The Scout Association has made it very clear that ALL leaders should, as a minimum, have undertaken basic training in the form of Safety and Safeguarding. A First Aid trained leader must be present at all times during a meeting. If any of your leaders have not yet completed basic training, the safety and safeguarding modules can be found here. Completed certificates should be sent to the County Office or DC.
9. What about toilet facilities?
Clearly, some form of facility need be provided, wherever your meeting is to be held. You will need to consider how these are to be sanitised – whether that is something that is undertaken by leaders, or by a 3rd party. The first point of call might be liaison with the venue direct and determine if they have any implemented measures as part of their own risk assessment and whether these accord with your Group’s requirements.
10. Is there any need for the use of masks, gloves and aprons etc. in a first aid kit?
You will need to consider the suitability of your equipment to manage an incident should one arise. HSE have provided guidance on such an occurrence in a non-medical setting. https://www.hse.gov.uk/coronavirus/first-aid-and-medicals/first-aid-certificate-coronavirus.htm.
11. Will there be one system for all approvals to allow prompt feedback?
The mechanism for approval for a return to face to face scouting is covered in detail in the guidance previously supplied. Should there be specific questions with regard to how that operates, please feel free to ask your local Approver.
12. Can we have a library of standard Risk Assessments?

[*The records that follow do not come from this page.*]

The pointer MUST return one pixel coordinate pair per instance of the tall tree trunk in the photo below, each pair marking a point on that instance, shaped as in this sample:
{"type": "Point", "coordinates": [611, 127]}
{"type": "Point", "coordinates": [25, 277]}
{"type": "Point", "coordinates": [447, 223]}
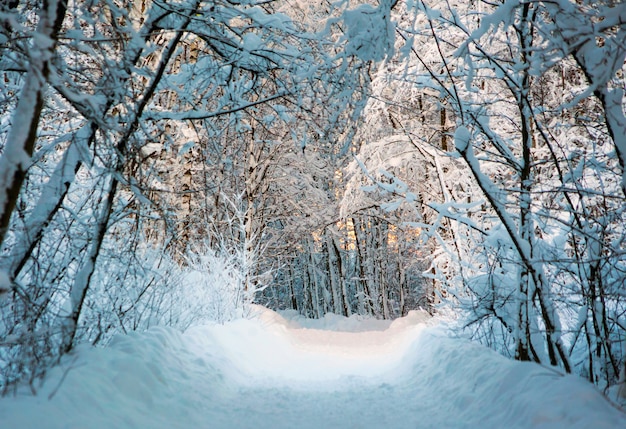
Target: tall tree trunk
{"type": "Point", "coordinates": [20, 144]}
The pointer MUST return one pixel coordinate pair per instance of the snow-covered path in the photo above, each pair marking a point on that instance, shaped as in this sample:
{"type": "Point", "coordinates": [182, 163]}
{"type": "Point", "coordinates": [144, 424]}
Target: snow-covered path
{"type": "Point", "coordinates": [277, 372]}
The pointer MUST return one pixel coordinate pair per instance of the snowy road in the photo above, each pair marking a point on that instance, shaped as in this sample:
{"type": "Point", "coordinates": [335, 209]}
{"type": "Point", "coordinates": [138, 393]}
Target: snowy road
{"type": "Point", "coordinates": [275, 372]}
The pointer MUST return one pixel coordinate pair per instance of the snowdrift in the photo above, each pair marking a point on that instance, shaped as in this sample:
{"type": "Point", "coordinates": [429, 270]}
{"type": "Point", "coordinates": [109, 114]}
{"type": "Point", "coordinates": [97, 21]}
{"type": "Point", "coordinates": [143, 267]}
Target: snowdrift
{"type": "Point", "coordinates": [284, 371]}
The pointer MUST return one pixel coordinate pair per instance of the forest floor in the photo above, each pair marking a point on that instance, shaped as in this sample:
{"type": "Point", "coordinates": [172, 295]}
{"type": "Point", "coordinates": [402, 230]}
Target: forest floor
{"type": "Point", "coordinates": [284, 371]}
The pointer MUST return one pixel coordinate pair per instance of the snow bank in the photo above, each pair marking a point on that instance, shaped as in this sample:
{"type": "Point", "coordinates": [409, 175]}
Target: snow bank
{"type": "Point", "coordinates": [283, 371]}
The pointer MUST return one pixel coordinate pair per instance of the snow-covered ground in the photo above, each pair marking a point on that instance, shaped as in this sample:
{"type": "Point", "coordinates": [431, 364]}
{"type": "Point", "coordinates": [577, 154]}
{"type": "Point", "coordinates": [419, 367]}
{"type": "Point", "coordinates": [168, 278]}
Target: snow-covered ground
{"type": "Point", "coordinates": [283, 371]}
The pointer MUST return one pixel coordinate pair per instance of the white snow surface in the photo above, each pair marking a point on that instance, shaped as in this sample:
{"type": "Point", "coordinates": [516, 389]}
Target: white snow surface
{"type": "Point", "coordinates": [284, 371]}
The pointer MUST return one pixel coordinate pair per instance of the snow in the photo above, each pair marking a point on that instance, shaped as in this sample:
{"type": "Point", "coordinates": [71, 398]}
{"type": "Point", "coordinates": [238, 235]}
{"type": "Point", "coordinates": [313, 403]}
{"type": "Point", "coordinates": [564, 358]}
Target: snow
{"type": "Point", "coordinates": [284, 371]}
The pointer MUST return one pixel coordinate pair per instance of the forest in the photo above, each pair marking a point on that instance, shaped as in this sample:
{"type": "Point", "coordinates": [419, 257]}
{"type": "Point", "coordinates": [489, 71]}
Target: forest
{"type": "Point", "coordinates": [171, 162]}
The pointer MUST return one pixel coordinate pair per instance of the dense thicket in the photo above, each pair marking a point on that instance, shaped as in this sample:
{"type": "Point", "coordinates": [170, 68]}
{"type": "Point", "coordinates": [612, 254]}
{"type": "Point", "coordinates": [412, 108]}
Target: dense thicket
{"type": "Point", "coordinates": [171, 161]}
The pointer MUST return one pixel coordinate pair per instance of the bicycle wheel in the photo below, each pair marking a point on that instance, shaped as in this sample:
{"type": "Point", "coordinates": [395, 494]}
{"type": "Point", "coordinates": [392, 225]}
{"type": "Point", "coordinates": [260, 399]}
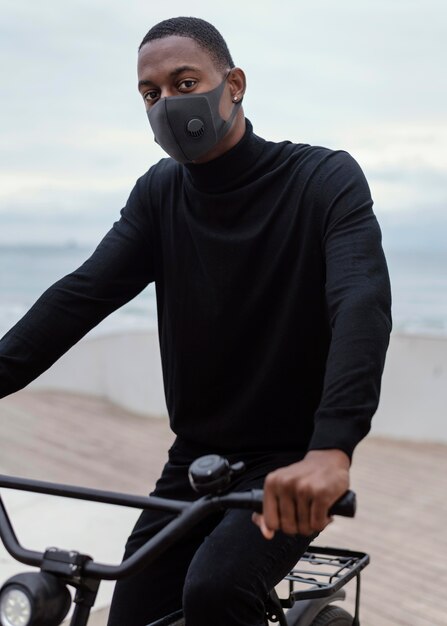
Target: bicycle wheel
{"type": "Point", "coordinates": [333, 616]}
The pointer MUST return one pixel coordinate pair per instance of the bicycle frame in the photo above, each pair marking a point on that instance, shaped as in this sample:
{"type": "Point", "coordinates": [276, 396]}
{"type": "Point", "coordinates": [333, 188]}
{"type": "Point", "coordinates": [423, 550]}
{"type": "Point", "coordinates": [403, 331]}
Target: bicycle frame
{"type": "Point", "coordinates": [82, 573]}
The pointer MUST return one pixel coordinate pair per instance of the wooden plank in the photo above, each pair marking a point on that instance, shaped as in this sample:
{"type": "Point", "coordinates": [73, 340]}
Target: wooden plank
{"type": "Point", "coordinates": [401, 488]}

Example risk assessments are supplied with the guidance which can be adapted for your use. Your assessment will be dependent upon a wide range of variables, from the people in attendance, the activities you will be undertaking through to the venue of your meeting. It is imperative that you fully understand the nature of the risks and controls before a meeting takes place. It is difficult to provide a library of ‘standard’ risks, as these will be dependent upon these varied factors.
13. If we make dynamic changes to risk assessments, do these have to be approved retrospectively?
All risk assessments are, to a great extent, dynamic and will need to be subject to ongoing update and review based upon the prevailing factors. The COVID specific risk assessments need to be reviewed each month and any significant change resubmitted for approval.
14. How do we consider risks where events are in presence of public?
Again, that is a matter for your own assessment. If a meeting is taking place in a location where public are likely present, then you should consider the risk assessments of the host venue to ensure that you are comfortable with their adopted controls and that they accord with The Scout Association’s current requirements.
15. Should we consider wearing facemasks, (over 11 and adults) during events, face to face, and transport?
How you manage risk of transmission is a matter for your assessment, the wearing of face masks being only one of a varied range of controls open to you. At the moment, Scouts and Explorers are required to wear face masks at meetings. Leaders do not need to wear a facemask when delivering activities but must do so in other situations.
16. Will scouting arrange regular testing of high risk section leaders (similar to taxi drivers, care workers)?
Unlike care workers etc. scout leaders are not considered ‘key workers’. You should embark upon a return to face to face scouting only when you are comfortable and feel able to do so. There is no pressure from the Scout Association, County or District to return to face to face scouting at this time. However, with a robust risk assessment and the adoption of controls specific to the venue, personnel and activities undertaken, the consensus is that the risk of transmission of the COVID virus will remain low. The risk cannot, of course, be entirely eliminated at this time. If section leaders are considered ‘high-risk’, they may wish to consider whether a return is the correct decision for them at this time.
17. Can we get approval well in advance or do we have to wait until event planned?
We would suggest and encourage ensuring that assessments are completed, submitted and approved before planning any event.